Carl, Ross and I had arranged to meet at the beach on Saturday morning but just in time for our week’s break, the conditions decided to be most uncooperative, a lazy wash of foam crumbling down little pop gun waves, the power generated barely enough to propel us. We left the water at different stages to congregate in the car park and ended up having a good long chat about allsorts, drinking from Carl’s thermos of tea and eating the curried egg sangas that Cass regularly makes for us. The swell looks like being terribly lame for days to come yet, a possible improvement in conditions forecast for later in the week.
Cass and I had a lazy day yesterday before I decided to take the scooter out to Damshui to investigate some other possibilities for a wave in the future. It’s quite an exciting feeling to venture down windy, muddy tracks, following your nose to the ocean, hoping to find a little inlet or reef that surfers are yet to discover. Our Pillbox wave was just that we thought, but we’ve since found an article by an American who spied a break suspiciously similar in 1967 as he was traveling on a bus from Damshui! The old Damshui road has since been superceded by a new highway, but from his notes we figure that it is probably the same break; discovered, left and rediscovered all these years later. I found a few little coves, but we’ll have to wait for some swell before we really know whether they’ll work or not. I was determined to continue investigating, but a heavy sea mist started to roll in, dank and thick, cutting straight through the jacket I was wearing and chilling to the bone. The same fog is still around this morning, not a zephyr to disturb it as it sits obstinately over a very quiet, pre Chinese New Year city.

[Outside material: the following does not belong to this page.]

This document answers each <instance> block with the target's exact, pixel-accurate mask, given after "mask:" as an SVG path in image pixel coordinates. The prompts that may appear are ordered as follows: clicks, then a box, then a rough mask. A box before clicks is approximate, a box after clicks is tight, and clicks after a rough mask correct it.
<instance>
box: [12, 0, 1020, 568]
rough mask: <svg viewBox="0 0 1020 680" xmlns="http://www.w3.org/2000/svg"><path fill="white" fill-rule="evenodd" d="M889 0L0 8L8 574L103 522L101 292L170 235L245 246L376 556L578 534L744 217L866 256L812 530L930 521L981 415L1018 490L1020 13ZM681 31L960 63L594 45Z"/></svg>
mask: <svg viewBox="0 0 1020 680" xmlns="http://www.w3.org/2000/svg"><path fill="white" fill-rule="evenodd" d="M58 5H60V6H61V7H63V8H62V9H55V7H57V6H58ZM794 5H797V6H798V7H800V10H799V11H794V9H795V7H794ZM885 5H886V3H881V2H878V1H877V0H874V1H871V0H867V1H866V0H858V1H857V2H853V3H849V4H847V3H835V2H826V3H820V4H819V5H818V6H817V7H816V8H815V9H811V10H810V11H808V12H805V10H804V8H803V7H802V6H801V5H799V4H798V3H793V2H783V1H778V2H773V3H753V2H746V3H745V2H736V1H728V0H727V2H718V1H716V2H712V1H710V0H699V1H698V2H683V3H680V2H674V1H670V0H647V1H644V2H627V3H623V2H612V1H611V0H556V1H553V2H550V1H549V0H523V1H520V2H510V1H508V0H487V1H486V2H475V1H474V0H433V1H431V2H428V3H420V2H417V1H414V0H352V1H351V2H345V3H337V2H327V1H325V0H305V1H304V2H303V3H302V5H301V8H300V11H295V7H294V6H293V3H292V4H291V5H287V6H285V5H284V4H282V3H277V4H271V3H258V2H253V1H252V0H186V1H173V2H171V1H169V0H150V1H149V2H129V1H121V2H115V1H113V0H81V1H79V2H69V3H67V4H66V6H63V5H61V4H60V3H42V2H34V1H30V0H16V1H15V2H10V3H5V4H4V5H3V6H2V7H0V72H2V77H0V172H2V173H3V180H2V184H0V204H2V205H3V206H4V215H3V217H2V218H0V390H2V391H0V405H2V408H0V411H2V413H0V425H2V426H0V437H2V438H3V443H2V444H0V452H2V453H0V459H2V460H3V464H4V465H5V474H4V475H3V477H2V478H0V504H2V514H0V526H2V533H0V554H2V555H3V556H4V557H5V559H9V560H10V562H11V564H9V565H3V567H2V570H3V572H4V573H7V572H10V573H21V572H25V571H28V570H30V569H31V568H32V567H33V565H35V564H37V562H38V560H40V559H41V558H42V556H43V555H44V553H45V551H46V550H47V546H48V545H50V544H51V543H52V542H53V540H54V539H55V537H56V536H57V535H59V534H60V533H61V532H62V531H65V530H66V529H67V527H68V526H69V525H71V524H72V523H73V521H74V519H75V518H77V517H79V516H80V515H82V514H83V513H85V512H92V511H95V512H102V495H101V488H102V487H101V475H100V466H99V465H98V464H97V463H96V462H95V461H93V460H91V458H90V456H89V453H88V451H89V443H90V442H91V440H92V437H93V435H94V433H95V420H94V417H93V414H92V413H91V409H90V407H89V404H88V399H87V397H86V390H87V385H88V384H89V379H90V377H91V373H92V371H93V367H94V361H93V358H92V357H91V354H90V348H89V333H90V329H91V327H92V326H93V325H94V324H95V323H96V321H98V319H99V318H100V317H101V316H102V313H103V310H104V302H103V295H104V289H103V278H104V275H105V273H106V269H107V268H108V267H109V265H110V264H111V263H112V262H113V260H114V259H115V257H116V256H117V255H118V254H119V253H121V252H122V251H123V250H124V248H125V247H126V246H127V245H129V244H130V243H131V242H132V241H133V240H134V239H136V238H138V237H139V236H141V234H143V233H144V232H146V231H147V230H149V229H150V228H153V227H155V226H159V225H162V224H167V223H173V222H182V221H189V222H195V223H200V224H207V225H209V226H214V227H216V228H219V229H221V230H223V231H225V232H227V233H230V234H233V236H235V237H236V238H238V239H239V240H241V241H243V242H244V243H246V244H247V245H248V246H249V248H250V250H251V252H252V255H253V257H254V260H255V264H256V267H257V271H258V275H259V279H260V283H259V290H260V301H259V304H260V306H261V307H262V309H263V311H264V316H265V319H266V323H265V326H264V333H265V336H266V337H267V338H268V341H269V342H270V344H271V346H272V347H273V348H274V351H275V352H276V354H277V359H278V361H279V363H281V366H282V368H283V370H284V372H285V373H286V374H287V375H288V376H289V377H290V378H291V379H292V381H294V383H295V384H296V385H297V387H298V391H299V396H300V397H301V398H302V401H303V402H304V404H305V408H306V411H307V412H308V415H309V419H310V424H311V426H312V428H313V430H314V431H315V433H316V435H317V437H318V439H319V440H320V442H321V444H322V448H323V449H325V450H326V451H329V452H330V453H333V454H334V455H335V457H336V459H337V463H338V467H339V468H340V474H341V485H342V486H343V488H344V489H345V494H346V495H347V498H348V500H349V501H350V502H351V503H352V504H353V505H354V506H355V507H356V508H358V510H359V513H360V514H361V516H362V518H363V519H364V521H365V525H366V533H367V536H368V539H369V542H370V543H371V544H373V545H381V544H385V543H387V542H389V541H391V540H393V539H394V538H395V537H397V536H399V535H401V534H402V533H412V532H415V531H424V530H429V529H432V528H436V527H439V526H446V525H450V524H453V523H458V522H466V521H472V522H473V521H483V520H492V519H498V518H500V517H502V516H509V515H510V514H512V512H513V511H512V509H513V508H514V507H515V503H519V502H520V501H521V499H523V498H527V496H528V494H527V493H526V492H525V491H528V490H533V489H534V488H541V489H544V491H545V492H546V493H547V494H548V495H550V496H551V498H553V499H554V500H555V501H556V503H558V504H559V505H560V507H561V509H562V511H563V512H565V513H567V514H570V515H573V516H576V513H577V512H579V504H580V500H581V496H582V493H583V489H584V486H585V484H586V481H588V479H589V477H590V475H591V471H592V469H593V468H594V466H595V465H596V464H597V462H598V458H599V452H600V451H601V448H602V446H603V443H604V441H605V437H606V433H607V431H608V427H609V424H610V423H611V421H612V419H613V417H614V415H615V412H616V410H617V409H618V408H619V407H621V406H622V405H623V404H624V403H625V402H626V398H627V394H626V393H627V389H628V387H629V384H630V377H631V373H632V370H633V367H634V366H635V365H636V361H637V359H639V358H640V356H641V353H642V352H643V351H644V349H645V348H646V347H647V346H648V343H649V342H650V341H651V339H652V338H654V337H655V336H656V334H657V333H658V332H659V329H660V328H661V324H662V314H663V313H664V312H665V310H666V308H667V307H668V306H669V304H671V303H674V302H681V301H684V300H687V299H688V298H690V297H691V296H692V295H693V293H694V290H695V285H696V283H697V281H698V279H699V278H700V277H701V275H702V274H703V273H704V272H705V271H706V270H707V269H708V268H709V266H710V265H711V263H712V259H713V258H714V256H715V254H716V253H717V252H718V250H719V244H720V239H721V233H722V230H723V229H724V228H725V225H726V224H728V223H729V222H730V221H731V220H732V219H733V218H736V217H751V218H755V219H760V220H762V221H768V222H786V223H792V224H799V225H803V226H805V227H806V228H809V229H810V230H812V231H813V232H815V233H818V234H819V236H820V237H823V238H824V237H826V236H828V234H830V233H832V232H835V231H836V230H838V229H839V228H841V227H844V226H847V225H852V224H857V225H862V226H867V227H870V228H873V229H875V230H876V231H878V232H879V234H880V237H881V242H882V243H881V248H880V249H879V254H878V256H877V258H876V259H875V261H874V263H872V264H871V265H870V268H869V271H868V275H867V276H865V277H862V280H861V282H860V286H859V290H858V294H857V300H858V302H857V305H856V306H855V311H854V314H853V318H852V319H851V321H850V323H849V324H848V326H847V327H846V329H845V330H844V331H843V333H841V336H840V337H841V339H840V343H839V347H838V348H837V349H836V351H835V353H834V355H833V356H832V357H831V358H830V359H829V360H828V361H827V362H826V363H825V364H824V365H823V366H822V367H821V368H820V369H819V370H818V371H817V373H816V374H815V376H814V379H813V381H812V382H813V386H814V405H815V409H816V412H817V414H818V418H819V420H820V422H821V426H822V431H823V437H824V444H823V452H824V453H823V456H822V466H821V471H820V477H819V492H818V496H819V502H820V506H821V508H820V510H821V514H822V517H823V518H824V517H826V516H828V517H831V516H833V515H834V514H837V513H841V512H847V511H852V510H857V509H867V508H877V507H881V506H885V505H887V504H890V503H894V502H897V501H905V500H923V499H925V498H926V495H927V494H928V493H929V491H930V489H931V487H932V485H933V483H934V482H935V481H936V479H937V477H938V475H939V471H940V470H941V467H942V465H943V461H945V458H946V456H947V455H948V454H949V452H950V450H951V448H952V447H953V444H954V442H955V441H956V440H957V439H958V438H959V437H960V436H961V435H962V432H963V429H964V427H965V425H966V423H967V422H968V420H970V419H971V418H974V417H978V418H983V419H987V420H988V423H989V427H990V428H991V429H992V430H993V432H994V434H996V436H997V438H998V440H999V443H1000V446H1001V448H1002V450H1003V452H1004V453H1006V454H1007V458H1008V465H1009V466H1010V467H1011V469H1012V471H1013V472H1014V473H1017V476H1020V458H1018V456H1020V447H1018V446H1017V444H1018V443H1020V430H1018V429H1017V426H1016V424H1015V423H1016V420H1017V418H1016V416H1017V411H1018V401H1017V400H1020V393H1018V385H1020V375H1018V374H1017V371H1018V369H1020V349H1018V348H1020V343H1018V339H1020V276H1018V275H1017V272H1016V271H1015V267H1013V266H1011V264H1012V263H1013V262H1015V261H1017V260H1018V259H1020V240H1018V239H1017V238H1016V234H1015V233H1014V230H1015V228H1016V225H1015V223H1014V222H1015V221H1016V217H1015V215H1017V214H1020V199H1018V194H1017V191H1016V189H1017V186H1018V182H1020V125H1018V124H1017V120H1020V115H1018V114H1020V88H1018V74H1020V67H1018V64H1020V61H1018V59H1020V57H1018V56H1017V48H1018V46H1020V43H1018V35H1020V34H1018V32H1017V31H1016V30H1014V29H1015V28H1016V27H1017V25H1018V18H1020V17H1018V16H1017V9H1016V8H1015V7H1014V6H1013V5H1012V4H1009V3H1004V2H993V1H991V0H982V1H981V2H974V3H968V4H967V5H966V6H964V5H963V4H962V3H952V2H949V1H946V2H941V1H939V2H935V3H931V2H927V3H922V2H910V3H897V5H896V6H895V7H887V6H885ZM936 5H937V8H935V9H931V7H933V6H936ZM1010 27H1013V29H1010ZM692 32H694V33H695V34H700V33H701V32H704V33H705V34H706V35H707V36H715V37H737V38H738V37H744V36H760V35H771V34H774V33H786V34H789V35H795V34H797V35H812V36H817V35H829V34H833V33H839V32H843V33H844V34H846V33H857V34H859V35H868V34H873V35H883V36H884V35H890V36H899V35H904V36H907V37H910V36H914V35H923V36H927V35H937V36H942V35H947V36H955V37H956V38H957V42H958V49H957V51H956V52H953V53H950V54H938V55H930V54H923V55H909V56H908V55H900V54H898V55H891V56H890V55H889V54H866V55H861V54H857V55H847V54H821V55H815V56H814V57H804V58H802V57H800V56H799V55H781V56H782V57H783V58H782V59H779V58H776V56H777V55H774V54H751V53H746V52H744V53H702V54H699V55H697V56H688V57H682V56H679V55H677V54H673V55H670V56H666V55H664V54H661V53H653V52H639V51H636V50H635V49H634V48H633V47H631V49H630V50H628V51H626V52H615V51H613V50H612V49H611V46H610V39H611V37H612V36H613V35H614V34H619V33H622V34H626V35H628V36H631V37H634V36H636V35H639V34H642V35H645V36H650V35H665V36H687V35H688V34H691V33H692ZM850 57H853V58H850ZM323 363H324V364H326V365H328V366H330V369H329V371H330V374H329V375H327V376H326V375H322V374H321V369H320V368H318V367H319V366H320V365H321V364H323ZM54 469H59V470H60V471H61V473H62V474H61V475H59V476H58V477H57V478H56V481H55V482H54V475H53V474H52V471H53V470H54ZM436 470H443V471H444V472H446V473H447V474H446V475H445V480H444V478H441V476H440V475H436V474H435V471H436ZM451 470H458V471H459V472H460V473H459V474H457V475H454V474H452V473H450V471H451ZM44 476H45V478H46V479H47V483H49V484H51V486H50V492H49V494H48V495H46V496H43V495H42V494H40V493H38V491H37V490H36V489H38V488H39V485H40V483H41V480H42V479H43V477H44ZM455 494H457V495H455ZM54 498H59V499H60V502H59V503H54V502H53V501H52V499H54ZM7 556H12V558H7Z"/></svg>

Chinese New Year’s Eve is tomorrow and shops and businesses are already closing down. The city becomes quite a different place this week, a balloon that has a slow leak, the air of excitement and bustle slowing ebbing from it as each day passes. It is a family time and many people have already traveled to ancestral homes here in Taiwan or even China.
I have just finished my face to face commitments with another class and have some assignments to finish off, yet have already begun another research course online and done some assignments for it as well. Our next travel will be to Vietnam in March for 4 days for conferences and yet more credit points (I should say “point”!) and we’ve booked in a very flash hotel with views of the Opera House.